The three included trials were small and short. Cohort sizes ranged from roughly 60 to 110 patients per trial, follow-up topped out at 36 weeks, and the semaglutide doses (1.0 to 2.0 mg weekly) sit in the Ozempic diabetes-management range rather than the 2.4 mg Wegovy weight-management ceiling. Despite those constraints, pooled outcomes moved on every metric the meta-analysts pulled. Body mass index fell by 3.58 kg/m² (95 percent CI minus 4.86 to minus 2.30), which is roughly the BMI gap between an obese category and an overweight category. Glycated hemoglobin (HbA1c, the three-month blood-sugar average) dropped 0.37 percentage points (95 percent CI minus 0.51 to minus 0.22). Fasting glucose dropped 0.54 mmol/L, about 10 mg/dL.
The adverse-event signature looked familiar to anyone who has read a STEP trial. Abdominal pain ran 2.93 times more common on semaglutide than on placebo (95 percent CI 1.13 to 7.60). Vomiting was 2.57 times more common (95 percent CI 1.39 to 4.77). Constipation was 3.23 times more common (95 percent CI 1.14 to 9.18). Serious adverse events did not separate from placebo. The authors flagged the gastrointestinal pattern as consistent with the known general-population profile of GLP-1 receptor agonists. The wide confidence intervals on every ratio reflect the small total sample.
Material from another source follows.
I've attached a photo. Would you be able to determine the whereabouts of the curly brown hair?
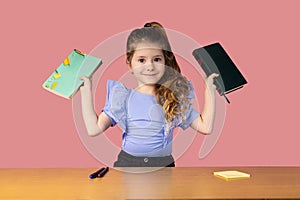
[126,22,191,125]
The tirzepatide gap is the structural news. The drug is approved for obesity, has delivered roughly 50 percent more weight loss than semaglutide in general-population obesity (SURMOUNT-1 vs STEP 1, cross-trial), and is the natural next molecule to test in a group whose metabolic burden is so heavy. The preregistered search found nothing to pool. The reasons are partly mechanical (tirzepatide is newer, FDA-approved for obesity in 2023) and partly the same eligibility-design reflex that kept the semaglutide work small. Lilly's investigator-sponsored portfolio for SSDs populations is not visible in the published literature yet.
Translating to practice today, the meta-analysis supports semaglutide as an adjunctive metabolic intervention in schizophrenia spectrum disorders rather than as a standalone replacement for any psychiatric medication. The pooled cohort of 258 patients is small. The certainty of evidence under GRADE was assessed but the abstract does not flag any endpoint as high-certainty. What the meta does establish is that the gastrointestinal-tolerability story carries over from the general population into a group whose medication burden, cognitive symptoms, and primary-care access all complicate adherence in ways the registration trials never tested.
A larger and longer RCT, ideally with tirzepatide or with semaglutide at the 2.4 mg Wegovy ceiling dose, would close the comparison to the general-population effect magnitude (Wegovy's STEP 1 returned about 14.9 percent body-weight loss at 68 weeks, the canonical anchor for semaglutide weight efficacy). Until then, prescribers treating antipsychotic-associated weight gain have one preregistered meta to point to, with confidence intervals wide enough that the next trial could meaningfully revise the headline number in either direction.